How to Love by Katie Cotugno was one of those books I bought purely because I thought the cover was adorable. A YA book with a cute, lovey-dovey cover always gets me. This was one of the books I bought when I was going ham in Barnes & Noble after my dad gave me a gift card for Christmas. I’m telling y’all, I went nuts. Half of the books I bought were ones I had never even heard of, including this one.
How to Love is told in two different time frames that alternate each chapter: before and after. The story revolves around Reena and Sawyer who grew up together because their dads were best friends. In the ‘before’ chapters, it tells the story of lovestruck Reena who has loved Sawyer for as long as she can remember. She and her best friend, Allie, would make lists revolving around him and spend hours out on Allie’s swings just talking about the clothes he wore, the things he said, etc. Skipping to the pertinent part of the ‘before’ section and not giving away any spoilers, Sawyer skips town after a devastating incident, and Reena is left alone with his baby inside of her.
The ‘after’ chapters fast forwards to three years later with Reena raising her daughter, Hannah, as a single parent. Reena abandoned her dreams of going to Northwestern, settling instead for the local community college and working at her father’s restaurant. Sawyer, having been gone all of this time, suddenly reappears, once again turning Reena’s world upside down.
To be honest, this book wasn’t my favorite, and I think it boils down to one simple fact: I didn’t connect with any of the characters.
Reena: As the main character of the book, she’s the one that’s supposed to be the awkward, shy girl that comes into her own by the end of the book.
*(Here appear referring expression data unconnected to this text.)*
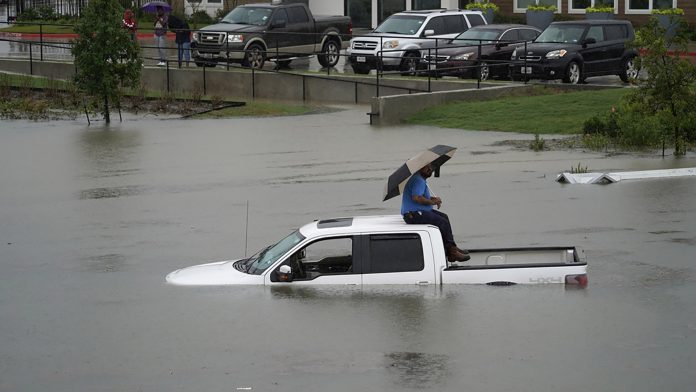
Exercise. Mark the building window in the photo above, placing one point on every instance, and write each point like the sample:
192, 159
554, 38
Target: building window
425, 4
646, 6
521, 5
578, 6
360, 12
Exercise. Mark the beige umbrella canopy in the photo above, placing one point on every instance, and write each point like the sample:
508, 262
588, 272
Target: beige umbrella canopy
436, 156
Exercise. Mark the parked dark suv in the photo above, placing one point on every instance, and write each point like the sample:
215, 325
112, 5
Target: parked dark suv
576, 50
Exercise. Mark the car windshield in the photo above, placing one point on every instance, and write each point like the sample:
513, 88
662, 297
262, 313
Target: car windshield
248, 15
401, 24
474, 37
561, 34
259, 262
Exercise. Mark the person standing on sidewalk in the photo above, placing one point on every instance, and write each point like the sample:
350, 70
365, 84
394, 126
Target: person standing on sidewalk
183, 38
130, 24
161, 27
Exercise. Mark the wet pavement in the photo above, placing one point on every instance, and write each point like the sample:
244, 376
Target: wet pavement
93, 218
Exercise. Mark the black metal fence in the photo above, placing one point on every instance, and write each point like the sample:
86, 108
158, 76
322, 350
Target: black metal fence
38, 46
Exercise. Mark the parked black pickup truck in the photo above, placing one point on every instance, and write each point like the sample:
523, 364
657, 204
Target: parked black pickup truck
250, 34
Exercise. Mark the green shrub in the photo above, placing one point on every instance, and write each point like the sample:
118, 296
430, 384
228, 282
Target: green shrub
28, 15
47, 13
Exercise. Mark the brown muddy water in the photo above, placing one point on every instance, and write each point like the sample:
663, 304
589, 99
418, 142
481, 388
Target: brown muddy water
93, 218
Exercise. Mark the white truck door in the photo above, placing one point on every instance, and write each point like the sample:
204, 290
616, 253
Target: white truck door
398, 258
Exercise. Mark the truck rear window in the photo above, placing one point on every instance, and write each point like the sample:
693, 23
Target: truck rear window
395, 253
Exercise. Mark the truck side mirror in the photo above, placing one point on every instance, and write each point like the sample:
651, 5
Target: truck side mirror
278, 24
284, 273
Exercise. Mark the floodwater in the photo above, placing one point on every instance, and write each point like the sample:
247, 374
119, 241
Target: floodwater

This all happened, but I was so frustrated with the decisions that she made within the book that I found myself not only not being able to connect with her, but also, I just didn’t really like her. A lot of that has to do with the way she treated her best friend, Allie, in the ‘before’ section, and her boyfriend, Aaron, in the ‘after section.
Allie: She is Reena’s best friend as a teenager, and at first, she’s one of my favorite characters. She slipped out of that when she started ditching Reena. There was one chapter where Reena and Allie had just had a fight. Reena was ready to put it behind them. Allie invites her over, and Reena expects to go over there and them have a good talk. Instead, Reena is bombarded with Allie’s new life. She’s having a party, something that she didn’t mention to Reena on the phone. Not to mention, Sawyer is there. It just irks me that she blindsided Reena like that. Plus, she ends up betraying Reena and starts dating Sawyer, knowing that Reena has “loved” him her entire life.
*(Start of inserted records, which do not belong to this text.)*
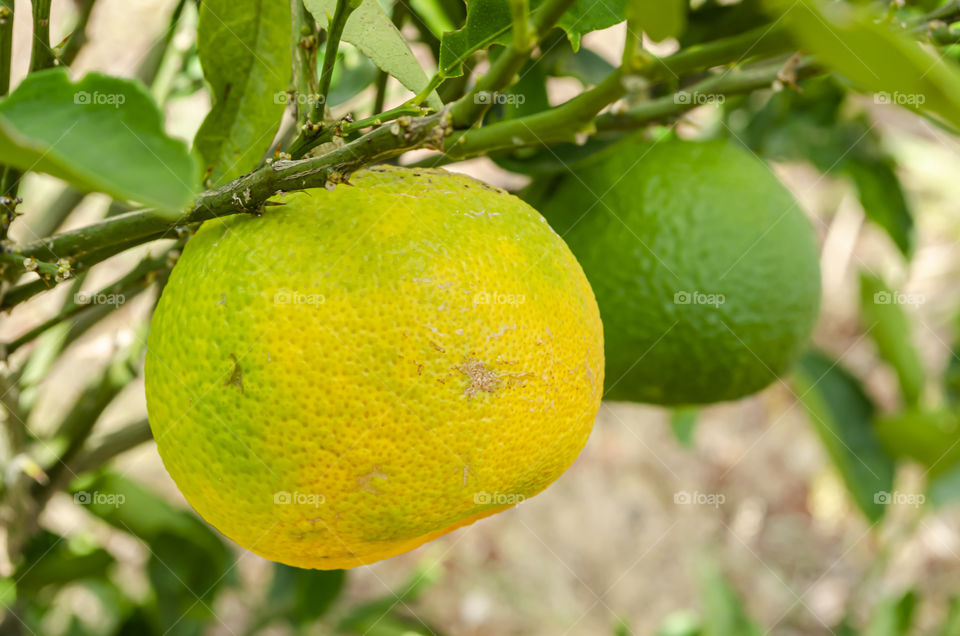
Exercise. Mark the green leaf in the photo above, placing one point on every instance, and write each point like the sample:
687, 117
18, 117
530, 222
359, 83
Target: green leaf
489, 22
892, 617
945, 488
882, 198
660, 19
102, 134
304, 595
50, 559
930, 437
682, 623
883, 316
352, 73
683, 421
880, 58
244, 48
188, 564
376, 618
951, 626
371, 30
842, 415
723, 611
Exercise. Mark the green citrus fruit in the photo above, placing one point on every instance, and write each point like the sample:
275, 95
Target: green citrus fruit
363, 370
704, 267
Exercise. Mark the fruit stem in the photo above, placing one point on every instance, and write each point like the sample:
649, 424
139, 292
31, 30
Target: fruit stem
313, 126
304, 45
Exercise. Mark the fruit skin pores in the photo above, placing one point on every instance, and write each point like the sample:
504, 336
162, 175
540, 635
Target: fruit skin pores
704, 266
362, 370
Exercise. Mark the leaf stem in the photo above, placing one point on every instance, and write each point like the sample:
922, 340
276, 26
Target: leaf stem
78, 37
311, 128
131, 284
304, 38
41, 56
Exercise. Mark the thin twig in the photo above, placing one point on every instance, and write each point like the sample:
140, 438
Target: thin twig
41, 56
304, 41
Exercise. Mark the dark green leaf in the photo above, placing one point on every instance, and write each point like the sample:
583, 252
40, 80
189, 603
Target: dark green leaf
352, 73
371, 30
185, 579
855, 42
188, 561
244, 48
660, 19
558, 159
724, 613
843, 416
883, 316
304, 595
378, 618
930, 437
50, 559
892, 617
102, 133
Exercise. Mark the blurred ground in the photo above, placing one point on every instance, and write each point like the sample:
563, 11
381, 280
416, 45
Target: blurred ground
609, 539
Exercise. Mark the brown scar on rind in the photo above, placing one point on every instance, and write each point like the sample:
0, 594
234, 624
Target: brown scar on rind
236, 377
481, 378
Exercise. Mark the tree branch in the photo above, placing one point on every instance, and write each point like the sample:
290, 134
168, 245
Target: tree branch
311, 128
470, 108
304, 44
107, 447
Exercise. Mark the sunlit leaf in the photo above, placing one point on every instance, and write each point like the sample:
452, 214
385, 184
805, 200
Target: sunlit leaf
102, 134
371, 30
244, 48
842, 414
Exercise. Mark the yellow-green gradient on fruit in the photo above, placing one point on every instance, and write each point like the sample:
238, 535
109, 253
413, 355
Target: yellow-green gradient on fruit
704, 267
362, 370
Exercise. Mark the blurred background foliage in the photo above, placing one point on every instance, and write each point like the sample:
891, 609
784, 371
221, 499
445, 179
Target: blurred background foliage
834, 493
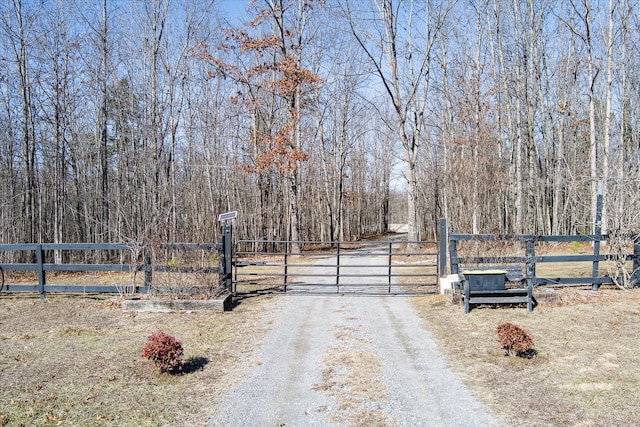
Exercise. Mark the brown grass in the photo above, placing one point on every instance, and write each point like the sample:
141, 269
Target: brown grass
586, 372
76, 361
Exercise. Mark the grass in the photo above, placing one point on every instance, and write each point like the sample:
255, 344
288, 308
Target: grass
586, 371
77, 361
73, 360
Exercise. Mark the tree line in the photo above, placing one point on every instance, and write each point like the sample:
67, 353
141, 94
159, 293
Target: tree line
316, 120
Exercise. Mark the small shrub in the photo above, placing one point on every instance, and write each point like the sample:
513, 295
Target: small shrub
515, 340
164, 351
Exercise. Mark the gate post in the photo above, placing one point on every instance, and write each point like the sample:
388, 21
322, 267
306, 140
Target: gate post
442, 253
40, 269
225, 251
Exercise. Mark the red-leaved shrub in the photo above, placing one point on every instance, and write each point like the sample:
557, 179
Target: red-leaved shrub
164, 351
515, 340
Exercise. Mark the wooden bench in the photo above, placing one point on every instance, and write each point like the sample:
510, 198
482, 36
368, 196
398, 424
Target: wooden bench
488, 286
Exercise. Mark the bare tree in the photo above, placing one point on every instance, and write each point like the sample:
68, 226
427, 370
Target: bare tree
398, 38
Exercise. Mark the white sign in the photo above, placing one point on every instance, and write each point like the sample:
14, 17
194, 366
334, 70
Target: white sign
227, 216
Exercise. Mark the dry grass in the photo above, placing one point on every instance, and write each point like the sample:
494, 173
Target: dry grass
351, 376
76, 361
586, 372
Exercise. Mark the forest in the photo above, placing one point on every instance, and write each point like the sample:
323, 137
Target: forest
142, 121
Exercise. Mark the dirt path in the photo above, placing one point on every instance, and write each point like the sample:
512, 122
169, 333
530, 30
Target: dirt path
348, 361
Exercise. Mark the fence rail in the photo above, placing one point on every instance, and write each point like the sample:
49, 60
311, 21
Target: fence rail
140, 261
531, 260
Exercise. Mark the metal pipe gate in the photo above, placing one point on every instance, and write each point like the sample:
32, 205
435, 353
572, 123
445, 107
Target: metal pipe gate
363, 267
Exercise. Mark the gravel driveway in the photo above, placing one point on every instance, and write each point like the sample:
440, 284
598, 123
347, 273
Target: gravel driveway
347, 360
332, 360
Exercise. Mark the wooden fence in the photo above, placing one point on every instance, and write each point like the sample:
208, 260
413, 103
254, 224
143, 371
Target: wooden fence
531, 260
139, 259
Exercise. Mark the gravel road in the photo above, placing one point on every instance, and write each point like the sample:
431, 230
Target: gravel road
350, 360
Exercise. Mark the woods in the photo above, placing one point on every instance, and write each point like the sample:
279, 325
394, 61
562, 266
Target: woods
140, 122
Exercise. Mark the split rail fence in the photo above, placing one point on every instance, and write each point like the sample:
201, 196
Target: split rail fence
132, 258
531, 259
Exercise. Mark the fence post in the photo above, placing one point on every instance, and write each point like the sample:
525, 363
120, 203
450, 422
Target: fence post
41, 275
595, 271
148, 270
530, 255
635, 274
442, 255
453, 254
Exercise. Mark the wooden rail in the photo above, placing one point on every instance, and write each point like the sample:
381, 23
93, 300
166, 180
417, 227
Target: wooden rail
39, 253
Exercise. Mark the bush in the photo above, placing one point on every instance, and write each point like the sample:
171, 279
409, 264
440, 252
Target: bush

Aaron: He is one of three characters that I have no grief with through the entire book. He’s the perfect girlfriend to Reena, which says a lot because he’s mature in the fact that he’s a great father figure for Hannah.
Shelby: She is Reena’s best friend in the ‘after’ section, and she’s also Aaron’s twin sister. She’s easily my favorite character because she’s spunky, fun and values education. Plus, she does her best to keep Reena in line.
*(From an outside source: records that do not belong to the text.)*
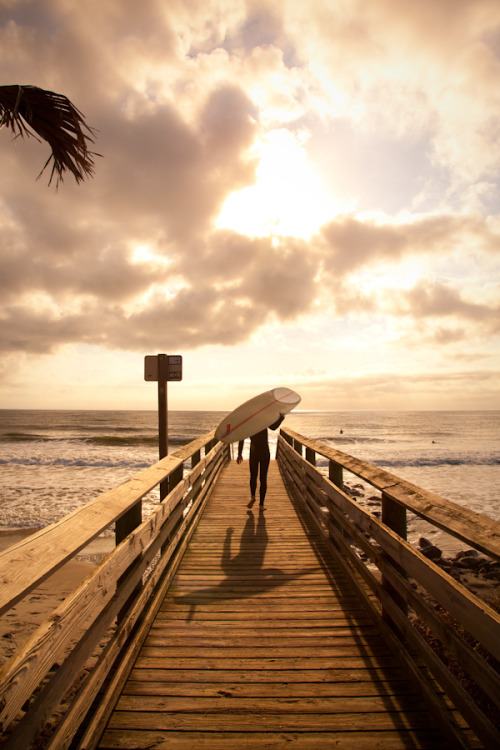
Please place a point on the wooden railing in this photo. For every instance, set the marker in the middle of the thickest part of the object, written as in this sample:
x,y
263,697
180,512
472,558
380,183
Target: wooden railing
x,y
414,601
127,587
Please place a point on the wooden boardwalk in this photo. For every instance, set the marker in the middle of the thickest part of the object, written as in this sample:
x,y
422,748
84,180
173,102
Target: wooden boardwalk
x,y
261,642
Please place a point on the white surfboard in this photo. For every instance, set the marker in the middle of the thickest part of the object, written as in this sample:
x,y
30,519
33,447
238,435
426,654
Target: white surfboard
x,y
256,414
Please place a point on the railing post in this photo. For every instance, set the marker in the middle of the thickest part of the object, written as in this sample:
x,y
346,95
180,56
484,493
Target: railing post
x,y
394,516
311,456
123,527
335,474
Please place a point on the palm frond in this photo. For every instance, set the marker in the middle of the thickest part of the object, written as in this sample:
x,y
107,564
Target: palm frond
x,y
56,120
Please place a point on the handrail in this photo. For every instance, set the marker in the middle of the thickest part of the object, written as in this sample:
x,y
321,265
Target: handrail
x,y
84,625
475,529
408,594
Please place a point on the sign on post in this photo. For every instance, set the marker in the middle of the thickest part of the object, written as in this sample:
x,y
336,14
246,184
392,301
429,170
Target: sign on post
x,y
161,368
174,367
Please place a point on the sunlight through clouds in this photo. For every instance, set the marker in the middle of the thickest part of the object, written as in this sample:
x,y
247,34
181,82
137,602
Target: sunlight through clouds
x,y
285,188
288,197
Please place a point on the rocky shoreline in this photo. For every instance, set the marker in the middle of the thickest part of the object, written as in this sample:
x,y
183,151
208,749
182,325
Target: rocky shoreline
x,y
475,571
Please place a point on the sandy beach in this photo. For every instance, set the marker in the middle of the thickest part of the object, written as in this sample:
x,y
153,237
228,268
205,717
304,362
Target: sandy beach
x,y
17,624
21,621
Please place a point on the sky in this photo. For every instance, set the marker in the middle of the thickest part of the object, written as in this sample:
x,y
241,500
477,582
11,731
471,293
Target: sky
x,y
288,193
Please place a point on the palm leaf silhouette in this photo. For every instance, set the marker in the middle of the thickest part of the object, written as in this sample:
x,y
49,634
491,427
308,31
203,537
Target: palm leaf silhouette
x,y
54,119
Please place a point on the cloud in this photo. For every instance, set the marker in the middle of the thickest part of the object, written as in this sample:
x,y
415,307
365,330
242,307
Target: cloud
x,y
181,95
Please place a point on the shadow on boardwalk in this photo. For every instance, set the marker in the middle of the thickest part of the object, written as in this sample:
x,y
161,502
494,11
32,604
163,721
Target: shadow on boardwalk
x,y
245,572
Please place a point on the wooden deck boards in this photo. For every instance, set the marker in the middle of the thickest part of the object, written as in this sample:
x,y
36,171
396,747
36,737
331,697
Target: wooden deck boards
x,y
258,645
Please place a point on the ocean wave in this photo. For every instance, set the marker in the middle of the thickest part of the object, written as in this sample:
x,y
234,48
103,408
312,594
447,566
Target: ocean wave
x,y
87,462
116,440
349,439
439,461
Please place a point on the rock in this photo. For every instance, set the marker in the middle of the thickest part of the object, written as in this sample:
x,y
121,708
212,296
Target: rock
x,y
432,552
466,553
423,542
355,491
471,563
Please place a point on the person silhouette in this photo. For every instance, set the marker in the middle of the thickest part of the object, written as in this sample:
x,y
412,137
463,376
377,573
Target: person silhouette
x,y
259,461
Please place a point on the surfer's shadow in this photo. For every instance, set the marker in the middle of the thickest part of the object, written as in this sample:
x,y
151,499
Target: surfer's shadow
x,y
245,573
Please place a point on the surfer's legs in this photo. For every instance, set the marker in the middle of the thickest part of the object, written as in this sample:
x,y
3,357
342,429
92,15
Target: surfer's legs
x,y
254,470
264,466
Sawyer: Okay, I could probably write a novel about why I don’t like him, but I’ll try to keep it simple. As the leading man in the book, you would think he has some redeeming qualities, but no. There isn’t a single thing about Sawyer that I like. He’s a skeezeball. He’s manipulative. He doesn’t have any respect for Reena, his family or hers. He leaves when he wants without warning. Honestly, I don’t like him in the ‘before’ or ‘after’ sections. I think his character alone is enough to make me dislike this book.
I give this book a 2.5 out of 5. Because I couldn’t really connect with the characters and also generally didn’t like the characters, it was hard for me to really enjoy this book. I think the storyline is interesting and believable for what it is as far as the blueprints go, but the frustration I have with the choices Reena makes when it’s Team Sawyer or Team Aaron is just overall frustrating. Because of that, I found myself not really enjoying the book and wishing for it to end so I could get back to reading Anna Karenina.